Biden and Trump, the GOP frontrunner, are essentially tied in most national polls. But the Democrat’s ads will take advantage of a time when the Trump campaign and MAGA Inc are essentially off the air, according to AdImpact data.
The Biden campaign ads are focused on an optimistic message about how America “fought back” from the coronavirus pandemic to hit record low unemployment rates and increased manufacturing jobs — after passing into law trillions of dollars worth of aid, including hundreds of billions of dollars of tax breaks for cleantech and semiconductor projects.
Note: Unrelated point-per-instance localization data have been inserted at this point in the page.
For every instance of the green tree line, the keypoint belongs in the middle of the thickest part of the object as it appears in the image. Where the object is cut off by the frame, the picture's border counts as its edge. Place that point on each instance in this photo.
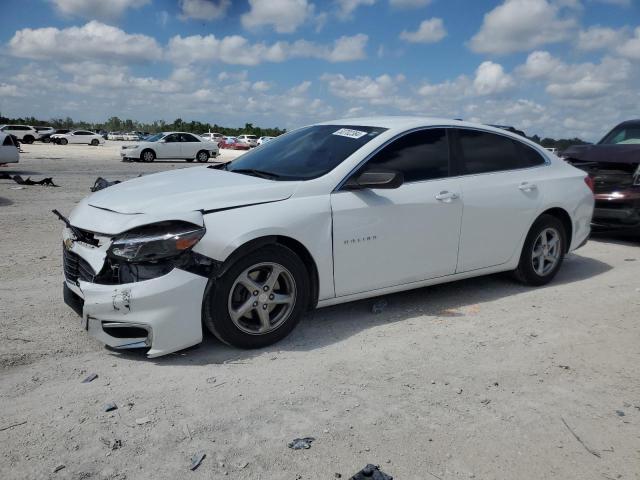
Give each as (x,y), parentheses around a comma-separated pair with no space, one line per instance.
(116,124)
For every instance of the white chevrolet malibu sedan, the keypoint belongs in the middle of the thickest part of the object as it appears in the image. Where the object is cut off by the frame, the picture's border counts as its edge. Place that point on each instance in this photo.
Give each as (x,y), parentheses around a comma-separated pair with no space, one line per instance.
(171,145)
(323,215)
(78,137)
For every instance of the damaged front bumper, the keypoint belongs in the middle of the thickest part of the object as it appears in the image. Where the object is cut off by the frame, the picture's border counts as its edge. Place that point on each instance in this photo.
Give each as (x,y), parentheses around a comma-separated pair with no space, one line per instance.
(162,313)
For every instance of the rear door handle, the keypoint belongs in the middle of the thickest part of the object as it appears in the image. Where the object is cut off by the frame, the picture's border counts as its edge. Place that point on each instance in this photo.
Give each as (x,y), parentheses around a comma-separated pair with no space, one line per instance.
(446,196)
(527,187)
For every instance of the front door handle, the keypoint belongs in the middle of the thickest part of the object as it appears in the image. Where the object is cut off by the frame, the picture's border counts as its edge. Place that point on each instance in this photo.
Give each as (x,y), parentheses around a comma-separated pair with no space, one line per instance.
(527,187)
(446,196)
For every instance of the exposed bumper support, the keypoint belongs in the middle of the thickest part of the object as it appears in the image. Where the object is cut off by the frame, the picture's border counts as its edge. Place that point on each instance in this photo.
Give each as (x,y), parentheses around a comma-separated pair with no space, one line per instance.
(163,313)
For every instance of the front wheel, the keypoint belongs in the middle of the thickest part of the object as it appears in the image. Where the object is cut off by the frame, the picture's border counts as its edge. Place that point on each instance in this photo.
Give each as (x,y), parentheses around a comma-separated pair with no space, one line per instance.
(259,300)
(543,251)
(148,156)
(203,156)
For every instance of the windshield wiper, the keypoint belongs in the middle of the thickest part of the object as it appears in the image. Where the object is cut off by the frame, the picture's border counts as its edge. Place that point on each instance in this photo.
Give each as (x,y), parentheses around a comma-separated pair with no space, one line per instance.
(256,173)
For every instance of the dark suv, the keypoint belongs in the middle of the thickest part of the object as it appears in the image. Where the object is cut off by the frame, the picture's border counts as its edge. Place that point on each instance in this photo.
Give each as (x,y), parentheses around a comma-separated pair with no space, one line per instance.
(614,165)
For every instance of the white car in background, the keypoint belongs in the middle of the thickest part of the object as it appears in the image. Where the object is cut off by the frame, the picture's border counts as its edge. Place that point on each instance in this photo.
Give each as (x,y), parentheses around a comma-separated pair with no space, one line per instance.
(325,214)
(262,140)
(9,152)
(24,133)
(213,137)
(250,140)
(171,145)
(78,137)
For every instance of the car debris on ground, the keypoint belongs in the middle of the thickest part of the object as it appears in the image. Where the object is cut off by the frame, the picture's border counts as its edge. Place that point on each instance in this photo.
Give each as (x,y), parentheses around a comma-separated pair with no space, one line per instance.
(301,443)
(102,183)
(46,182)
(196,460)
(371,472)
(90,378)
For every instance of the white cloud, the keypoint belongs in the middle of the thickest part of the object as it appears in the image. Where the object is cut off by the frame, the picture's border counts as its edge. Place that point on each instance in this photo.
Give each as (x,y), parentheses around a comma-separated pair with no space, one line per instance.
(631,47)
(8,90)
(93,41)
(204,9)
(96,9)
(599,38)
(539,64)
(377,89)
(520,25)
(491,79)
(409,3)
(237,50)
(429,31)
(261,86)
(285,16)
(347,7)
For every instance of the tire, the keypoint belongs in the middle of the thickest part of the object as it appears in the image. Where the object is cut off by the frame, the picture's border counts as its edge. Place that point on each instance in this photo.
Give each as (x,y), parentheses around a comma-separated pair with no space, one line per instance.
(202,156)
(147,156)
(257,327)
(539,264)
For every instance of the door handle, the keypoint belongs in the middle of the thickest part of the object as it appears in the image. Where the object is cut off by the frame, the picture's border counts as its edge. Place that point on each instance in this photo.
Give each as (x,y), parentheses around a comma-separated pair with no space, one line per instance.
(527,187)
(446,196)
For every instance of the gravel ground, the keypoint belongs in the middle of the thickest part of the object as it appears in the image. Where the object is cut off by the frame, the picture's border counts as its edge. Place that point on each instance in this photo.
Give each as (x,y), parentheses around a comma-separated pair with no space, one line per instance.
(482,378)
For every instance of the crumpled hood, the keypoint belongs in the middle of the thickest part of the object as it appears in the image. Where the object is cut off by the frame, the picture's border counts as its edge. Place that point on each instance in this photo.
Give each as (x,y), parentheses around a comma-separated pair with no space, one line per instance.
(604,153)
(189,189)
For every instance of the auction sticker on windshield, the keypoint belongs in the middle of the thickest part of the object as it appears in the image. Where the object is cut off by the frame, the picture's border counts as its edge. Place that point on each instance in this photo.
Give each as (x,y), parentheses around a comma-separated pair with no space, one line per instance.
(347,132)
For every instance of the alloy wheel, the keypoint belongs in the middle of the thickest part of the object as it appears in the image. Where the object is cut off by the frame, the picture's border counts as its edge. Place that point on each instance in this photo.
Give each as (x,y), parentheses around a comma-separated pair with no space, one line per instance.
(546,251)
(262,298)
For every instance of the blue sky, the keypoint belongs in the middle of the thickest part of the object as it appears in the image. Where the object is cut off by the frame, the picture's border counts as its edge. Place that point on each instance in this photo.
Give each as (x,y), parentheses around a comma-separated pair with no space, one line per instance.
(552,67)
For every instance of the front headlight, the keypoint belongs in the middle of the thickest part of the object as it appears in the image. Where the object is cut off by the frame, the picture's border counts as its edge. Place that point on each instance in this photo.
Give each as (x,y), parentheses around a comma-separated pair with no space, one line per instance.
(155,242)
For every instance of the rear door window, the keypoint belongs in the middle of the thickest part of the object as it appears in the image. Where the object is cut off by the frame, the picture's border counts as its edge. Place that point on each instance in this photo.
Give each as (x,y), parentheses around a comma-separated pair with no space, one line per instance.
(421,155)
(484,152)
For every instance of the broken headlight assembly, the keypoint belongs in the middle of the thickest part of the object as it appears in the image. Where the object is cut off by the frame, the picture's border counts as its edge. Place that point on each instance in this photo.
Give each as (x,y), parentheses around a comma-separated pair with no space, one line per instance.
(159,241)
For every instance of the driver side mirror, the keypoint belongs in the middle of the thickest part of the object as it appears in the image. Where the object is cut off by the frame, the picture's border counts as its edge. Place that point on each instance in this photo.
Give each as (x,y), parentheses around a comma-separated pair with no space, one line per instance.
(375,178)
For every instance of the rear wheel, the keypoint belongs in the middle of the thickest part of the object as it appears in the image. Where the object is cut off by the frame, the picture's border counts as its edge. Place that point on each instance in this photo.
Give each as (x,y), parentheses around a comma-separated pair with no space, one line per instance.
(543,251)
(259,300)
(148,156)
(202,156)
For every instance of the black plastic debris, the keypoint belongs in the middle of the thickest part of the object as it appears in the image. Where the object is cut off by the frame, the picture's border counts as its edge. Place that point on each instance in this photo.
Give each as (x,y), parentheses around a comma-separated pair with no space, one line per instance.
(301,443)
(379,306)
(47,182)
(90,378)
(196,460)
(101,183)
(372,472)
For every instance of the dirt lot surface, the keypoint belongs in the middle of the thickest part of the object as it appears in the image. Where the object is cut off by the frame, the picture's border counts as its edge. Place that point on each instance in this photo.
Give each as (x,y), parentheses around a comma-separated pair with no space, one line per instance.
(482,378)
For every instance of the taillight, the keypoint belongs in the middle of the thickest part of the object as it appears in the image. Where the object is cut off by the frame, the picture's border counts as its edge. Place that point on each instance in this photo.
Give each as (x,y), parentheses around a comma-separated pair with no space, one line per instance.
(590,183)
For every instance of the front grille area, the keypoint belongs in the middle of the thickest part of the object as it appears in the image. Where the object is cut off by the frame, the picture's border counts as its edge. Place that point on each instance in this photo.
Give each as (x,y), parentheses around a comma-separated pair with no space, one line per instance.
(76,268)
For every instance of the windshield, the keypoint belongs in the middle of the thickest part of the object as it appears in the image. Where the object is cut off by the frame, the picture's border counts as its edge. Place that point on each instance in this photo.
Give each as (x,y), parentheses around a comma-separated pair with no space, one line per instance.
(306,153)
(622,136)
(154,138)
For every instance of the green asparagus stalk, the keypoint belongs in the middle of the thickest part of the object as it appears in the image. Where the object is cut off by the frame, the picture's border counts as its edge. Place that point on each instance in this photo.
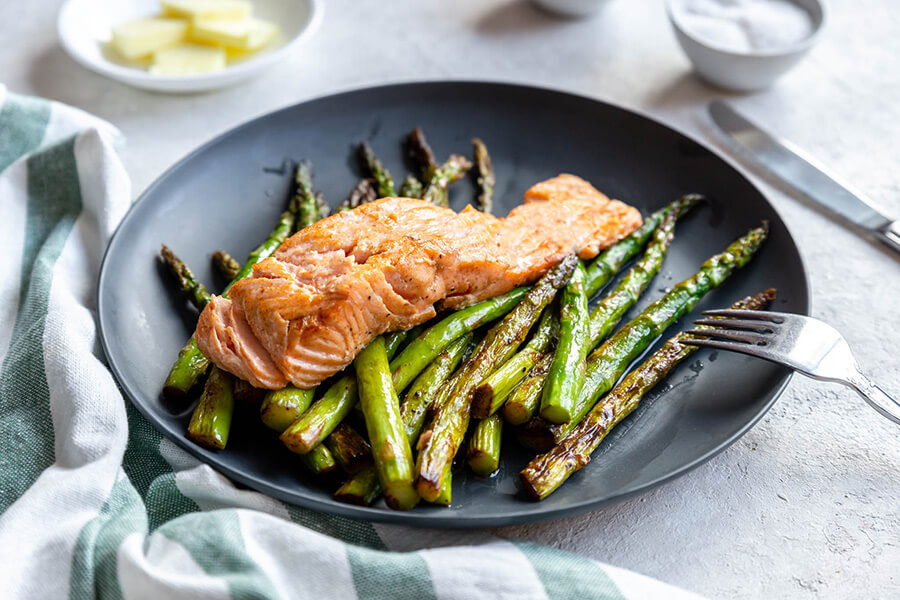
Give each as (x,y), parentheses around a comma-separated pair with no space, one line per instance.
(390,446)
(485,172)
(421,154)
(491,393)
(282,407)
(446,491)
(611,260)
(316,424)
(437,191)
(442,440)
(246,393)
(319,461)
(377,170)
(192,288)
(484,446)
(349,448)
(323,207)
(545,473)
(607,313)
(190,365)
(603,268)
(607,363)
(425,348)
(211,421)
(421,394)
(566,372)
(412,187)
(325,414)
(363,192)
(278,415)
(525,398)
(227,266)
(308,209)
(361,489)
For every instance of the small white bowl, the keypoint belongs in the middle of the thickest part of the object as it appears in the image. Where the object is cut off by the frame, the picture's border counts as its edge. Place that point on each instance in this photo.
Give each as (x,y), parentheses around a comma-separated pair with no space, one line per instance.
(572,8)
(85,28)
(745,71)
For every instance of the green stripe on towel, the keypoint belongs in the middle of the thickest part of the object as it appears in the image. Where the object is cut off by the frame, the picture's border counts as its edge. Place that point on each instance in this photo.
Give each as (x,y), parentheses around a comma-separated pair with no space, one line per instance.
(23,121)
(26,429)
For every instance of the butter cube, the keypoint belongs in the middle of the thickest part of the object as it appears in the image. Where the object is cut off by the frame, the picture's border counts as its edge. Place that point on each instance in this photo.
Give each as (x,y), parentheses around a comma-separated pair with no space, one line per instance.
(208,9)
(188,59)
(247,34)
(140,38)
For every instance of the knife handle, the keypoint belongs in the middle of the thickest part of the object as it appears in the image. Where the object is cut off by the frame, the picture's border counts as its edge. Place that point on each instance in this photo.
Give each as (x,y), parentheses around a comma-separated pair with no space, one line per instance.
(890,235)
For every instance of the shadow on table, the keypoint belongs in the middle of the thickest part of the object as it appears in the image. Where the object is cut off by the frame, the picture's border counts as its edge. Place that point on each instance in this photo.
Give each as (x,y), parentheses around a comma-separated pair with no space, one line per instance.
(518,16)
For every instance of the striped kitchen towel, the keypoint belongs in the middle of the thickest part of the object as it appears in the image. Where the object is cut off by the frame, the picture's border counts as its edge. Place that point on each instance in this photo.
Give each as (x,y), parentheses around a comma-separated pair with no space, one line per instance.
(94,503)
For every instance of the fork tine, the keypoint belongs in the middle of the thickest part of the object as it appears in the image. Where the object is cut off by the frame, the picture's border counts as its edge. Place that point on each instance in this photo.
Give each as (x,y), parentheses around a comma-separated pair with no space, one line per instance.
(748,337)
(720,345)
(754,324)
(747,314)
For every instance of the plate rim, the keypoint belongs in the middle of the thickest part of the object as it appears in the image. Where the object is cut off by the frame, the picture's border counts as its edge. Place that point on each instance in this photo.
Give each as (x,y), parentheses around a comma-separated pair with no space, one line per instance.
(431,519)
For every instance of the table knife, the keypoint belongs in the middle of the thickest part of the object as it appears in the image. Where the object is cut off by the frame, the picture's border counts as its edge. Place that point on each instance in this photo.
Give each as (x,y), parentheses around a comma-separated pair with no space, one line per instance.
(803,174)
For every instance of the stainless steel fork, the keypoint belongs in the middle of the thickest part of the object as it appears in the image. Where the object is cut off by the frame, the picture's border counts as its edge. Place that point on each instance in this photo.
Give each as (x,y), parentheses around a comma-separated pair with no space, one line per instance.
(807,345)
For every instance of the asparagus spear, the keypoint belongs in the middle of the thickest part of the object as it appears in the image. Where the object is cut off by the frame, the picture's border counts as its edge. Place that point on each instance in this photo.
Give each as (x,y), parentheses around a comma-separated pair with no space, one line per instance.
(491,393)
(364,487)
(452,170)
(525,398)
(485,172)
(424,389)
(319,461)
(411,187)
(390,446)
(611,260)
(191,364)
(421,154)
(424,349)
(377,170)
(324,209)
(607,313)
(484,446)
(326,413)
(547,472)
(227,266)
(361,488)
(307,205)
(349,448)
(192,288)
(244,392)
(567,367)
(211,420)
(441,441)
(494,388)
(607,363)
(282,407)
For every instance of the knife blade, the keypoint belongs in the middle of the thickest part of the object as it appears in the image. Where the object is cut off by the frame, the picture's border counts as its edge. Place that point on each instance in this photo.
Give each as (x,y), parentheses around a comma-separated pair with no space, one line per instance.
(801,172)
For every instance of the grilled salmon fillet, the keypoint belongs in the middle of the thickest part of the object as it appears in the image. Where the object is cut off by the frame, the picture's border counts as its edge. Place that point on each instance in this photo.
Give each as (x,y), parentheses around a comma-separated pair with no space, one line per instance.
(332,287)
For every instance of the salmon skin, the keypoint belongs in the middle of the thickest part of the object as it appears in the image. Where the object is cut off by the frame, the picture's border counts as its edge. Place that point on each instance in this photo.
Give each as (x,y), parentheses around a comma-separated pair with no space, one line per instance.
(334,286)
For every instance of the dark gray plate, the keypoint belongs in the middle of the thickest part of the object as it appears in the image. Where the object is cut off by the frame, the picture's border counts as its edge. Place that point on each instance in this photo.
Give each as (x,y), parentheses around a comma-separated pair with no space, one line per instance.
(228,193)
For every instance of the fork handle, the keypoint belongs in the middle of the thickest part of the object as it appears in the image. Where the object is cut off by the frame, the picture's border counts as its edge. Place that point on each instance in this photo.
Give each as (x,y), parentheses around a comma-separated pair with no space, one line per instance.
(875,396)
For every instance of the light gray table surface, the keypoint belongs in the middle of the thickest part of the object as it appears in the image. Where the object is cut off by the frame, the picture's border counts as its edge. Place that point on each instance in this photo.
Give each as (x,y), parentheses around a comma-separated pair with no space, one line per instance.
(807,504)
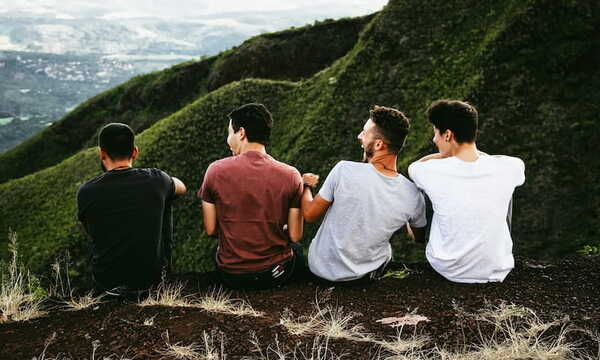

But Biden’s message will need to overcome widespread pessimism in the market, and encourage hopes that the Federal Reserve has actually managed a soft landing — the so-called Goldilocks scenario — after months of raising interest rates to fight inflation.
While inflation has sharply fallen from its June 2022 high, the pace of consumer price increases rose 3.7 per cent year on year in August, according to the Bureau of Labor Statistics. Unemployment remains low, but recently jumped from 3.4 per cent to 3.8 per cent.
In addition to Thursday’s speech, Biden’s aides are also targeting specific plans being floated by Trump’s advisers, such as a big cut to corporate tax rates and new across-the-board tariffs on imports. Trump and allies have raised both ideas in recent weeks.
“Combining a sweeping tariff tax on the middle class with more trickle-down tax welfare for rich special interests would stifle economic growth and fuel inflation,” said Andrew Bates, the White House deputy press secretary.
But Republicans are also sharpening their attack lines. In a speech on Wednesday, Senate GOP leader Mitch McConnell said that while the “American people continue to struggle against rising costs, the president appears to be taking a victory tour”.
“‘Bidenomics’ may be working,” he said. “But it’s working against working Americans.”